HBS received gifts from more than 12,800 donors in fiscal 2016, including MBA, Doctoral, and Executive Education Program alumni, as well as friends of the School. Approximately 27 percent of the School’s MBA alumni gave to HBS in fiscal 2016, unchanged from the prior year. Total cash received from gifts, including new endowment gifts and gifts for capital construction projects, payments on prior years’ pledges, and restricted and unrestricted current use giving, was $141 million, compared with $157 million in fiscal 2015.

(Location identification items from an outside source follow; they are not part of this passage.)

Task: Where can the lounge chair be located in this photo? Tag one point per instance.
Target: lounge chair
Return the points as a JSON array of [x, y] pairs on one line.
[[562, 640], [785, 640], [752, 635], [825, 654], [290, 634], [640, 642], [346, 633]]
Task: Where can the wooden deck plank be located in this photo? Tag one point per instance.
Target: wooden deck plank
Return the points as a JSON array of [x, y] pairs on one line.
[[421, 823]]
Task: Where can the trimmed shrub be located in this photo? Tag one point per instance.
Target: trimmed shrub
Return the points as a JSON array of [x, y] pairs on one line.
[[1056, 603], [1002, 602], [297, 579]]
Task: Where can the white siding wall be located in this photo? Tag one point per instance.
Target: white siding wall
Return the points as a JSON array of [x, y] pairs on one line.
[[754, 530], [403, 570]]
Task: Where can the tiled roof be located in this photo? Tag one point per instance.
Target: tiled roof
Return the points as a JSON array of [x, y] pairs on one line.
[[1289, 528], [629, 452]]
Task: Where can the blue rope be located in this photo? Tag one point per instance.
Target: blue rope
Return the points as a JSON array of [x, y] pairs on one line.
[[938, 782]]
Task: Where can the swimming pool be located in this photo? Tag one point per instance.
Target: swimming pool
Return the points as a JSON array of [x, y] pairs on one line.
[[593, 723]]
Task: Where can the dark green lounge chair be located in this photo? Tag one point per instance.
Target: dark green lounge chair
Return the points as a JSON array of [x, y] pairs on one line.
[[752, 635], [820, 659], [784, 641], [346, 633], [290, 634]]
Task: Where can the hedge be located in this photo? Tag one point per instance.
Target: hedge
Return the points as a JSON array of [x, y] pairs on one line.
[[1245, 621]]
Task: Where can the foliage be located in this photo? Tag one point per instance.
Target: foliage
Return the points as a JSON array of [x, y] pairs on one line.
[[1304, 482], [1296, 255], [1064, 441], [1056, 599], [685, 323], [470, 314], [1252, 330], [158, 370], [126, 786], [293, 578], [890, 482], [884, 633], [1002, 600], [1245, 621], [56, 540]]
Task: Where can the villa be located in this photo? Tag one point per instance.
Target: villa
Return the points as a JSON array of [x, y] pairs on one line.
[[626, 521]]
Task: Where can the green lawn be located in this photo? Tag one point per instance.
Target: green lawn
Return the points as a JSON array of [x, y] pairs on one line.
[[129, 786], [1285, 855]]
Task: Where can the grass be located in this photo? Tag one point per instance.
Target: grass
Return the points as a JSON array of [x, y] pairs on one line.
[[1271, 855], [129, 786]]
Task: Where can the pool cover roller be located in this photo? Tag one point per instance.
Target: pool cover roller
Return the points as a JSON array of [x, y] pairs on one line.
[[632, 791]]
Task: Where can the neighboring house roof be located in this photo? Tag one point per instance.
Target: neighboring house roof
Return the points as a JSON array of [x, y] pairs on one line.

Unrestricted current use giving to HBS grew in fiscal 2016 for the seventh consecutive year, providing critical funding for innovation across the School. Revenue from these flexible gifts was up 11 percent to $40 million, from $36 million in fiscal 2015. Revenue from restricted current use gifts increased more than 18 percent to $32 million, from $27 million a year earlier. Reflecting normal year-to-year variability in the timing of payments on pledges, cash giving to the endowment declined to $51 million, from $69 million in fiscal 2015, and cash giving for construction projects decreased to $16 million from $23 million.
Harvard Endowment Returns
Harvard Endowment | |
---|---|
FY 16 | -2.0% |
FY 15 | 5.8 |
FY 14 | 15.4 |
FY 13 | 11.3 |
FY 12 | - 0.1 |
FY 11 | 21.4 |
FY 10 | 11.0 |
FY 09 | - 27.3 |
FY 08 | 8.6 |
FY 07 | 23.0 |
5-Year Growth | 5.9 % |
10-Year Growth | 5.7 % |
HBX
While HBX is envisioned as an academic program that will develop over the long term, joining Executive Education and HBP as a significant contributor to the School’s earned revenue and income from operations, it remains in startup mode, and is expected to require continuing investment for the next several years. Although revenue at HBX doubled from fiscal 2015 to $10 million, higher expenses resulted in a $12 million operating deficit.
Housing, Rents, Interest Income, & Other
Revenue in the Housing, Rents, and Other category for fiscal 2016 was flat with the prior year at $21 million. Reflecting historically low interest rates, the School’s interest income also remained flat, year over year, at zero.
* In pursuit of greater comparability across the Harvard schools, the University has asked all the schools to report their net results in accordance with generally accepted accounting principles (GAAP) in the United States. In addition to results for fiscal 2016, the School’s results for fiscal years 2014 and 2015 are presented in accordance with GAAP within the Statement of Activity and Cash Flows.